Methyl bromide is a halogenated aliphatic hydrocarbon that exists as a colorless gas or a volatile liquid. Methyl bromide historically had been used in fire extinguishers but is more commonly used as a gas fumigant for soil-borne diseases and pests. Methyl bromide is being phased out due to concerns for ozone depletion but can still be found. It is readily absorbed through the lungs while dermal absorption can also occur. Signs and symptoms of severe exposures include headache, respiratory distress, pulmonary hemorrhage, and seizures. In large pulmonary exposures, death can occur as rapidly as 1 h usually from respiratory failure. Methyl bromide can penetrate clothing and protective equipment presenting challenges to first responders. There is a debate over the mechanism of toxicity of methyl bromide and the role of hemodialysis and chelation in treatment.

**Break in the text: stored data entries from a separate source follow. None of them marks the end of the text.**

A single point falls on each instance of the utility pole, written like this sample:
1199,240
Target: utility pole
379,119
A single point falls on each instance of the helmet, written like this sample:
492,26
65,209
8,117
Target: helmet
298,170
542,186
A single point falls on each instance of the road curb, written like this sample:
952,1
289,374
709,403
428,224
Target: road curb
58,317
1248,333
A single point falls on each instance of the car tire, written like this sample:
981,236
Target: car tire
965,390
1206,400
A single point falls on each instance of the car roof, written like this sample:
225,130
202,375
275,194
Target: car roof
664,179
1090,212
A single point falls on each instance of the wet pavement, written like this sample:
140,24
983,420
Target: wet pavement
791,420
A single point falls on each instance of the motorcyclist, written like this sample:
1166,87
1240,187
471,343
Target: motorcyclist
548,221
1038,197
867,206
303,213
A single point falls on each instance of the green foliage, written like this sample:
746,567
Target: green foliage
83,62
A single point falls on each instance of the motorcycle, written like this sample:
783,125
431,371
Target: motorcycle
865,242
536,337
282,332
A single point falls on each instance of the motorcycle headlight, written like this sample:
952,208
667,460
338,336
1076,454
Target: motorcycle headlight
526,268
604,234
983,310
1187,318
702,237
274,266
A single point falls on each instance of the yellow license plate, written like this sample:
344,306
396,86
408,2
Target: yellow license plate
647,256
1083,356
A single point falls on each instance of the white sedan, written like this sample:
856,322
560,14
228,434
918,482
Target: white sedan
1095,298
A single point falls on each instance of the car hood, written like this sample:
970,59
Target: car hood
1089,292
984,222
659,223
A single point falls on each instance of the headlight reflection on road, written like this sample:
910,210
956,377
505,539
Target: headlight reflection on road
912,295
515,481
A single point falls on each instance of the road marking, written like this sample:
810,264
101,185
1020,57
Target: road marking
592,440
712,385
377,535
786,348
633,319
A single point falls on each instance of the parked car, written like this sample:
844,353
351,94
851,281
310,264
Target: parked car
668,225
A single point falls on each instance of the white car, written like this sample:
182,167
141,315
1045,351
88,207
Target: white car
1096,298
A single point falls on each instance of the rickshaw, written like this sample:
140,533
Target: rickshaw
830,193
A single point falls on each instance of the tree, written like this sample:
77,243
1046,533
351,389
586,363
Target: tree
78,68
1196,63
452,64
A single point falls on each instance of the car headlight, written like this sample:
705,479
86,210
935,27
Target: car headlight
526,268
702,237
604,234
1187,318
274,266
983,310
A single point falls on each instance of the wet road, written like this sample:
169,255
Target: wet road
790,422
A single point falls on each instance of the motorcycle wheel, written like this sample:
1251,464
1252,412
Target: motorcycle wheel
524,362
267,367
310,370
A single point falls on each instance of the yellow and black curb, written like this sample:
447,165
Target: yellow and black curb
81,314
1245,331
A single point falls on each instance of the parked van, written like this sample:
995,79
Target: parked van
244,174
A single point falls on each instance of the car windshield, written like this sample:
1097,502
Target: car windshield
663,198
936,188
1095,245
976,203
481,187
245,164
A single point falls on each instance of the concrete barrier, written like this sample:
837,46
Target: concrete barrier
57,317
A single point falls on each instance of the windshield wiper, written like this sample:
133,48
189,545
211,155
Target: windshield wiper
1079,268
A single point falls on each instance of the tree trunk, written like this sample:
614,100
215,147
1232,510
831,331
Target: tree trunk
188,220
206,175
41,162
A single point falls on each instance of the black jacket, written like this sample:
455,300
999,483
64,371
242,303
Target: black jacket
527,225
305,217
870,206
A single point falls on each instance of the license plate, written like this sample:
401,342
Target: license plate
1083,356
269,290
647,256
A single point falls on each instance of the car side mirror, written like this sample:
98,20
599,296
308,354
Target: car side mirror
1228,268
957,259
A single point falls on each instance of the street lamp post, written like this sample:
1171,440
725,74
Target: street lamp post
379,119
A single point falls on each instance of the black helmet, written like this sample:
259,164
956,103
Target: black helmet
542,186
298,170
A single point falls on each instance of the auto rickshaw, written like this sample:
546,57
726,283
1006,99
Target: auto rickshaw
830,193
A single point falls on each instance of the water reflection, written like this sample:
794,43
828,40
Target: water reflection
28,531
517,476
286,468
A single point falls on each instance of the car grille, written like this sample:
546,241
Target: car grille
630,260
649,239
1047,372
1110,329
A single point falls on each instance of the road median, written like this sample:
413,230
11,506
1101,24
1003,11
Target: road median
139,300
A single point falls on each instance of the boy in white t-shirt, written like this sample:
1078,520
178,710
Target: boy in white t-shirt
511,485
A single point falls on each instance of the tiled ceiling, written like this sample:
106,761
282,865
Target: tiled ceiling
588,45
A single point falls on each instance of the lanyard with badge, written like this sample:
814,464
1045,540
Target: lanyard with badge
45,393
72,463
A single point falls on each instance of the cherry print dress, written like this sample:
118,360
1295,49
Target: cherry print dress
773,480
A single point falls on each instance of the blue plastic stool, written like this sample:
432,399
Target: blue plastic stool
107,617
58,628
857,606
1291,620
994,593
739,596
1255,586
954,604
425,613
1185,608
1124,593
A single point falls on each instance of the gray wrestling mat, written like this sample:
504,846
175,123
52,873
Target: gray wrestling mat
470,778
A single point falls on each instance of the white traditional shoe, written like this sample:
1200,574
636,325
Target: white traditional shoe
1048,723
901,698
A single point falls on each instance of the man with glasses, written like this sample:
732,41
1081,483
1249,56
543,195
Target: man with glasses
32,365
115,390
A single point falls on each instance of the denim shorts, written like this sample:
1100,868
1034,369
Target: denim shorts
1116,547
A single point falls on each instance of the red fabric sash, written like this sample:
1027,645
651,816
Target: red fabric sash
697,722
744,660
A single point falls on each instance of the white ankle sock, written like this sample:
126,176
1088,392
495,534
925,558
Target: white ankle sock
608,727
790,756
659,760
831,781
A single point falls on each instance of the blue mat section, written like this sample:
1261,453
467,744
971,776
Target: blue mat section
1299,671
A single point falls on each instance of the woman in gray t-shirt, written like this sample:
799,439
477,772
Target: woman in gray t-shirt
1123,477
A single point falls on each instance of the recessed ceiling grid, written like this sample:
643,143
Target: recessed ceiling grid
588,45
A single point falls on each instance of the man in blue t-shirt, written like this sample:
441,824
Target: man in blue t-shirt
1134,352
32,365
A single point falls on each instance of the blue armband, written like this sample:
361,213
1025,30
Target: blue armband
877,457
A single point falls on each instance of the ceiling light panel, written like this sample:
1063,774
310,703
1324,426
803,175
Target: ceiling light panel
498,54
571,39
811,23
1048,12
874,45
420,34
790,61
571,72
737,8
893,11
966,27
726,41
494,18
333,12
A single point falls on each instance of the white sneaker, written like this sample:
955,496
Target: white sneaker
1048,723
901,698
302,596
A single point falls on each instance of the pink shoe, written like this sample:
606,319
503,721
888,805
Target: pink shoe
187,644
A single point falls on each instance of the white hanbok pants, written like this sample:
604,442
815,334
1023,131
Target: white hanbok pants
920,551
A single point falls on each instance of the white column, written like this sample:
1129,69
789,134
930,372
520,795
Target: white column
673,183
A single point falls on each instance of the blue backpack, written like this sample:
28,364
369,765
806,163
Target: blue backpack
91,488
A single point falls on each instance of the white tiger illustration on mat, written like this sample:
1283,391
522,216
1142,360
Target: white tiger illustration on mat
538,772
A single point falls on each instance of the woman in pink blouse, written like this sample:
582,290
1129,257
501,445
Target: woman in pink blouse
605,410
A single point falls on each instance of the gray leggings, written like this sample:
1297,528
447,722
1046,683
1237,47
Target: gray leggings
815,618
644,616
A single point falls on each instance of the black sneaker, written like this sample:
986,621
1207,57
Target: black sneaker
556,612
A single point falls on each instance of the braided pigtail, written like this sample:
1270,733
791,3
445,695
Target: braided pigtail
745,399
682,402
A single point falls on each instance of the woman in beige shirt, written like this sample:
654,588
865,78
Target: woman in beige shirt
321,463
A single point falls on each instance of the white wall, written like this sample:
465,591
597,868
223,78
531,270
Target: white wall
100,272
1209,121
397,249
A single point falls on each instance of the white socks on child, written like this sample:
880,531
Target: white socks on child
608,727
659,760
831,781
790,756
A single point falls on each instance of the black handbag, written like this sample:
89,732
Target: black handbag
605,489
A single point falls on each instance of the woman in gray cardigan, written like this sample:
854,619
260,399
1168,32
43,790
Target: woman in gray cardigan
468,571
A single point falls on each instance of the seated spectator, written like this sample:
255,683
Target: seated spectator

A 22-year-old female employee of a fumigation company contacted emergency medical services (EMS) after opening a tank of compressed methyl bromide in her car. She was initially combative and confused. She underwent two water dermal decontaminations and was transported to the nearest tertiary center. She rapidly progressed to obtundation with seizure-like activity and dysrhythmias. Despite the supportive care and resuscitative efforts, she died approximately 1 h after her call to EMS. Methyl bromide exposures can be fatal, and this case highlights the difficulty in managing these acutely poisoned patients. Questions for consideration after this case include time spent on decontamination, use of adjunctive anti-epileptic drugs, role of chelation therapy, and the role of hemodialysis in the treatment of methyl bromide poisoning.